Porting MXNet's Neural-Style Python example to MXNet.jl

Posted on January 11, 2016 by Brian Cohen

The following was copied from https://github.com/dmlc/MXNet.jl/issues/56 to document what was needed to port Neural Style (which transfers the “style” of one image to antoher using an image recognition neural network), and may be modified from the original to add context.

These notes intend to document what I’ve had to do to get a working implementation of A Neural Algorithm of Artistic Style from within Julia. These may or may not be applicable for other examples ported from Python to Julia, but are here for reference.

MXNet.jl

Official documentation might be a good place to start.

argparse to ArgParse.jl

ArgParse.jl’s documention

This library is used to turn it into a command-line program.

Named tuples to Composite types

Julia documentation on (composite) types

This translation is pretty easy, and Julia’s built-in composite types are very straightforward to work with, compared to Python’s named tuples which require from collections import namedtuple. For the ConvExecutor, it means going from

Executor = namedtuple('Executor', ['executor', 'data', 'data_grad'])

type SGExecutor
    executor :: mx.Executor
    data :: mx.NDArray
    data_grad :: mx.NDArray
end

I also renamed it just to avoid ambiguity. The type signatures are optional, but I included them for type safety.
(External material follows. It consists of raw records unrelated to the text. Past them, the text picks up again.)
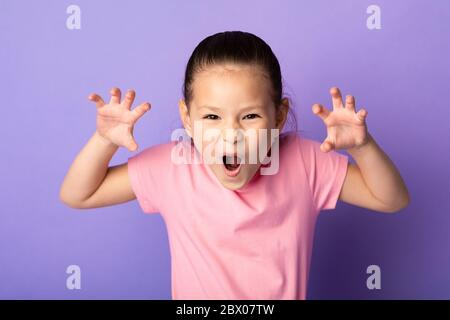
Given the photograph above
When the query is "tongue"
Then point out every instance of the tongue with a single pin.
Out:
(232, 162)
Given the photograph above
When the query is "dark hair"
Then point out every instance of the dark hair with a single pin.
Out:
(235, 47)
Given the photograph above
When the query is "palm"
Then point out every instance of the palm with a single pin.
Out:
(116, 120)
(346, 128)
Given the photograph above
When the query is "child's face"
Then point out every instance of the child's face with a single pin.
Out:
(235, 100)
Row-major order to Column-major order arrays

If interested, read the wikipedia article here, but summarized, Julia tends to think of a matrix as a array of column-vectors, while Python natively stores it as a list of row lists. The major difference when it comes to dealing with multi-dimensional arrays is that the ordering of shape is inverted.

Example:

out.infer_shape(data=(1, 3, input_size[0], input_size[1]))

would become the following in Julia

mx.infer_shape(out, data=(input_size[1], input_size[2], 3, 1))

Memory leaks

As of Julia v0.4, some methods cannot be directly overwritten such as assignment operators (_ ⊗= _ for some binary operation ⊗ in [-,+,/,*]), so for lines that take the form a[:] ⊗= ..., you can take one of several approaches to avoid unnecessary use of graphics memory, all of which are described in the NDArray source code.

b=copy(a::NDArray) to a julia array then perform your operations and then copy!(a,b) back.
some combination of mx.mult_to!, mx.div_from!, etc. for directly modifying the NDArray
Use the macro mx.@nd_as_jl to work as if you were just using native arrays

This takes arguments ro for NDArrays that are read and rw for those that are written to. This macro copies everything to native Julia arrays and then writes them back into the NDArrays.

Implement Factor-based Learning Rate

This required modifying Mocha.jl’s src/optimizer.jl as to include an unimplemented subtype of AbstractLearningRateScheduler so it can cooperate with the Stochastic Gradient Descent. There may be a better way to do this. Also not entirely comfortable with the robustness of my implementation as of the time of writing.